The Canadian Wildlife Health Cooperativve recommends the following:

  • During a known outbreak of trichomonosis, remove bird feeders and baths for at least two weeks to disperse birds and reduce the likelihood of transmission. During the summer months there is plenty of natural food and water available for birds.

  • Clean your bird feeders and baths regularly. A weak solution of domestic bleach (5% sodium hypochlorite) should be used to disinfect feeders and baths. Feeders should be rinsed well and dried before re-use.

  • Only use bird feeders that prevent the seed from getting wet. Bird seed that is exposed to rain and becomes wet is a more suitable environment for the potential survival of the parasite.

  • Do not use table feeders. Sick birds sitting directly on bird seed are more likely to contaminate it with Trichomonas gallinae.

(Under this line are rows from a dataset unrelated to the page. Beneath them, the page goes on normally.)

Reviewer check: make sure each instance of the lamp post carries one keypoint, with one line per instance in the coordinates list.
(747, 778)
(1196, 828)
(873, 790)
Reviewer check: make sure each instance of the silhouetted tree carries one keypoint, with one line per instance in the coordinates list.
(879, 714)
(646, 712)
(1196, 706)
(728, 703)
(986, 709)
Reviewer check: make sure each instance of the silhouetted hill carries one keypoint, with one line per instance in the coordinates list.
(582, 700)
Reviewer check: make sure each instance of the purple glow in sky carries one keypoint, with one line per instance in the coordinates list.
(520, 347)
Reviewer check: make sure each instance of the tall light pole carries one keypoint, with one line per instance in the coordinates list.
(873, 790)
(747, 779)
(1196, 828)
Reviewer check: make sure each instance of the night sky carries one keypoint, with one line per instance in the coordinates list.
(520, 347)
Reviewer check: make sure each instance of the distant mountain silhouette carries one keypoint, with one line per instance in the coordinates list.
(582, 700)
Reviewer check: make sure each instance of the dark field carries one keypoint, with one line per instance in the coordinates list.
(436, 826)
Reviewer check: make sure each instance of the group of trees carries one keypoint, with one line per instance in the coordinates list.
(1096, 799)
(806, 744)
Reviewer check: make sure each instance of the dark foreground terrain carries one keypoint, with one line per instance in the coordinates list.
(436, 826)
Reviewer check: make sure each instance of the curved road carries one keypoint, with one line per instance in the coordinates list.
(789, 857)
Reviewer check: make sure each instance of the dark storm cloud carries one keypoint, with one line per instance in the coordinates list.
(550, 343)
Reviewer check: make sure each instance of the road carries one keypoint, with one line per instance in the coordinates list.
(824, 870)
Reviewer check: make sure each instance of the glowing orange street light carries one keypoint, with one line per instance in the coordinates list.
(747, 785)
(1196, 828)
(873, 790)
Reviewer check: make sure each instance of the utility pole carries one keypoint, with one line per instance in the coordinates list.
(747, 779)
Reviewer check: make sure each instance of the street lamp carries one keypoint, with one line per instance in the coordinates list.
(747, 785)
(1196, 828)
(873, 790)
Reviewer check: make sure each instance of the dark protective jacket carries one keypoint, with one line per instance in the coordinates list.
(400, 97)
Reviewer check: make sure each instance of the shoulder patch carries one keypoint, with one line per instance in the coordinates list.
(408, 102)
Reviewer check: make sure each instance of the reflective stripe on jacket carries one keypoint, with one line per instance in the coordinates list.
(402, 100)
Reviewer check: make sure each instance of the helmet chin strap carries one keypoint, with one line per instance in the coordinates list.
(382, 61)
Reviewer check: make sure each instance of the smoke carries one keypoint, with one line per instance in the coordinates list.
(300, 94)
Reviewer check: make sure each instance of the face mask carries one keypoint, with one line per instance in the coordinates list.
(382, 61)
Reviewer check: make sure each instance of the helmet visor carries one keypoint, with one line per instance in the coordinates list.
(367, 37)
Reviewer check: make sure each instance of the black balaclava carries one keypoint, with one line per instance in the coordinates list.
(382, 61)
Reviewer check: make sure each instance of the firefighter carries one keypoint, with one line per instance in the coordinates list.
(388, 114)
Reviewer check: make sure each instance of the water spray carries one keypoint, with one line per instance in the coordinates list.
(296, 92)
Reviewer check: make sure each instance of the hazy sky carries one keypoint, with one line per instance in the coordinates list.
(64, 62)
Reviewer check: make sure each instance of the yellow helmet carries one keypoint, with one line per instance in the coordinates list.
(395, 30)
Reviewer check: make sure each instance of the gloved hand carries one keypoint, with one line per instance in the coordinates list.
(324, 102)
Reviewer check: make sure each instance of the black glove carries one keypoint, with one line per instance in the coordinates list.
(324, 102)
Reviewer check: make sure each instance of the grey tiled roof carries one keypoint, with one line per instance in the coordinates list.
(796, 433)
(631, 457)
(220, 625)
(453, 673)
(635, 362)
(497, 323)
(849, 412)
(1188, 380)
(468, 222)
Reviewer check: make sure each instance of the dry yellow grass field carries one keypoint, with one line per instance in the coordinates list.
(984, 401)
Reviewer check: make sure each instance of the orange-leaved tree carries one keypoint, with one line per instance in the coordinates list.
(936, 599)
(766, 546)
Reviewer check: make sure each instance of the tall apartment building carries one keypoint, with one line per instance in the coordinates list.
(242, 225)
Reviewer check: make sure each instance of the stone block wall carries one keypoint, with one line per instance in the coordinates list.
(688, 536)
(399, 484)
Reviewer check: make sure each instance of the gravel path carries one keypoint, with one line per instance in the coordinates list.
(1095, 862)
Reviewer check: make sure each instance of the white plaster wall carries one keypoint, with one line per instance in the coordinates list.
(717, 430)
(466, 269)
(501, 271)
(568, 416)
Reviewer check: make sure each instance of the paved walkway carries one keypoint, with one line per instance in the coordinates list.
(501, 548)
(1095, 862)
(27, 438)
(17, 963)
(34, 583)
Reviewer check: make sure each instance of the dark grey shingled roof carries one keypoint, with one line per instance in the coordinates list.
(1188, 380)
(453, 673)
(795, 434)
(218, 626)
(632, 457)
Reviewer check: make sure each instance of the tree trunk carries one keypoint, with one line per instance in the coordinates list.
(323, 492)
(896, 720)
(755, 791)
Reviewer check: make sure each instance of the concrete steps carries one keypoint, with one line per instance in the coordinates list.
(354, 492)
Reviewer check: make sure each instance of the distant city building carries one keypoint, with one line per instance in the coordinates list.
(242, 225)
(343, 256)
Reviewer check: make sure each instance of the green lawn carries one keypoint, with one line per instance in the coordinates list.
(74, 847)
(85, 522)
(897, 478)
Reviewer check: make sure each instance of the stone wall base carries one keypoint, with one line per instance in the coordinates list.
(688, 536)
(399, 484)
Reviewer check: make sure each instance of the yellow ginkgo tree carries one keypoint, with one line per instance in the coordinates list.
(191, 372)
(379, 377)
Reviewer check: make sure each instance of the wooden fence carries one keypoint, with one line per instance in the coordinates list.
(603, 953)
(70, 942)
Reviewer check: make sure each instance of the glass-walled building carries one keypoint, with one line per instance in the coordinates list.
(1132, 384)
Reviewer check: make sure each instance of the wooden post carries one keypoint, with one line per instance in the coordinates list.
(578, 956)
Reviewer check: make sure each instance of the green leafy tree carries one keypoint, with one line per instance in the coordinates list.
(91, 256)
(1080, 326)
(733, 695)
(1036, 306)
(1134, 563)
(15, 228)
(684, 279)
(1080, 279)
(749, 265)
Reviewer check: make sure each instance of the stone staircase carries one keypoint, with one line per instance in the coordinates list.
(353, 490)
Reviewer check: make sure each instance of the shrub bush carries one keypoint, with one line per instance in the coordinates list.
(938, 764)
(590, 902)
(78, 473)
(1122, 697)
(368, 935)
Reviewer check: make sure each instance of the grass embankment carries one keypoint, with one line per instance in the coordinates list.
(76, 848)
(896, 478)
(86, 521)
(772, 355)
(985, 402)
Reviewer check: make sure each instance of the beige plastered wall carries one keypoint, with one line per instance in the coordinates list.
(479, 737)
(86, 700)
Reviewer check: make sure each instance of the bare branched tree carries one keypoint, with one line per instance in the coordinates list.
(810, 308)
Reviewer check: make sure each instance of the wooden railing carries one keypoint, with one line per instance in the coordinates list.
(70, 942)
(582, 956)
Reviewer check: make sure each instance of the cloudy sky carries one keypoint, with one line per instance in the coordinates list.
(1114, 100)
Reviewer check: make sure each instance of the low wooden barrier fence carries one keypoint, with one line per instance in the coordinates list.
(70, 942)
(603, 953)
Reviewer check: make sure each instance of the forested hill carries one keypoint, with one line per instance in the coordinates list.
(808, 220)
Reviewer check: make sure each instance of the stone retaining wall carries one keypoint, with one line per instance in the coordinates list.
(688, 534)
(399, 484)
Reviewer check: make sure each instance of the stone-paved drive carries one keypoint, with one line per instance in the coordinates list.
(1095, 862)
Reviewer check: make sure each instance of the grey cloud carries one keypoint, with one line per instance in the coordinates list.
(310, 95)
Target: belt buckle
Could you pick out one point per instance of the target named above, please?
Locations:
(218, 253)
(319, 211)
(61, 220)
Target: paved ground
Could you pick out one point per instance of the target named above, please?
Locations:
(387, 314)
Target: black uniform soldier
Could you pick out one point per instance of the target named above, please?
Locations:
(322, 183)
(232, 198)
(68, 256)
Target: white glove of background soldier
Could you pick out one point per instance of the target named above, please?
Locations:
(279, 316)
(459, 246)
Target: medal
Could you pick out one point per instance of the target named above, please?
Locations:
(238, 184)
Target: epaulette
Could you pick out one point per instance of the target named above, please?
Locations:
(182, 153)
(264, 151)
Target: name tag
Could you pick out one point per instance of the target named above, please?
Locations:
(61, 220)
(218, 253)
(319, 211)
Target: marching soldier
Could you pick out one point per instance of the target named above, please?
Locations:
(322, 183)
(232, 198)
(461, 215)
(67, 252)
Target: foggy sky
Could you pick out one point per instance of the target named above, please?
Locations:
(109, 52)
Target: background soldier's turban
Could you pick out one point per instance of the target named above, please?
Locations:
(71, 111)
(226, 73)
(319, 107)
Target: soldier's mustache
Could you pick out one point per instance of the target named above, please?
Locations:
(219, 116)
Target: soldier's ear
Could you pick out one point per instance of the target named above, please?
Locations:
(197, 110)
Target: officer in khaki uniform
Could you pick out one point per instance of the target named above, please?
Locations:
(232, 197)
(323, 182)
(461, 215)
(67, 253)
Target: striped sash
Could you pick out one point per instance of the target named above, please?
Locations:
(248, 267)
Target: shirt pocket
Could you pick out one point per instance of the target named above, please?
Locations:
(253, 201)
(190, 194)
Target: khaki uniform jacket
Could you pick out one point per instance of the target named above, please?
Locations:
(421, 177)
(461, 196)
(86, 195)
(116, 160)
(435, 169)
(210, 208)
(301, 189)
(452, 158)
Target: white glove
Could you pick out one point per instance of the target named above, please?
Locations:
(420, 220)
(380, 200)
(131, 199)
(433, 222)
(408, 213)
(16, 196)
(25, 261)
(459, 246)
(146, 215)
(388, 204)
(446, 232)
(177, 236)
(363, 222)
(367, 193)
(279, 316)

  • Report any sick or dead birds to the Canadian Wildlife Health Cooperative. Find your closest regional centre at: http://www.cwhc-rcsf.ca/ 

 

so therefore, by feeding the birds you think it saved them.  Parasites, disease are part of life, in the natural world the weak die or are eaten.  It's like the deer , if they had the natural predators in good numbers , the deer would be healthy and the chance of tics would be low.   You want to feed the birds in summer months , that's a choice, but if in doing so you need to be vigilant at keeping them clean.  I know alot of birders who do keep them clean regularly but when it's recommended that you take them down during an outbreak and you choose not to, then is that really helping the birds?

I agree with your recommendations Don, I think they are a good guideline to go by if someone is going to feed the birds year round.  

Back during purple finch migration in April, we saw a disturbingly high number of individuals with either this or house finch eye disease. They could barely fly and spent most of the time on the ground. I imagine they either starved or were easily predated. Took our two tube feeders down as soon as we noticed it.

As a rule we stop feeding after spring migration, usually late May. Feeding in summer attracts raccoons, bears, etc., and few birds use the feeders so the seed sits out for extended periods.

I have seen two that acted like the birds on the cbc news item. They both died.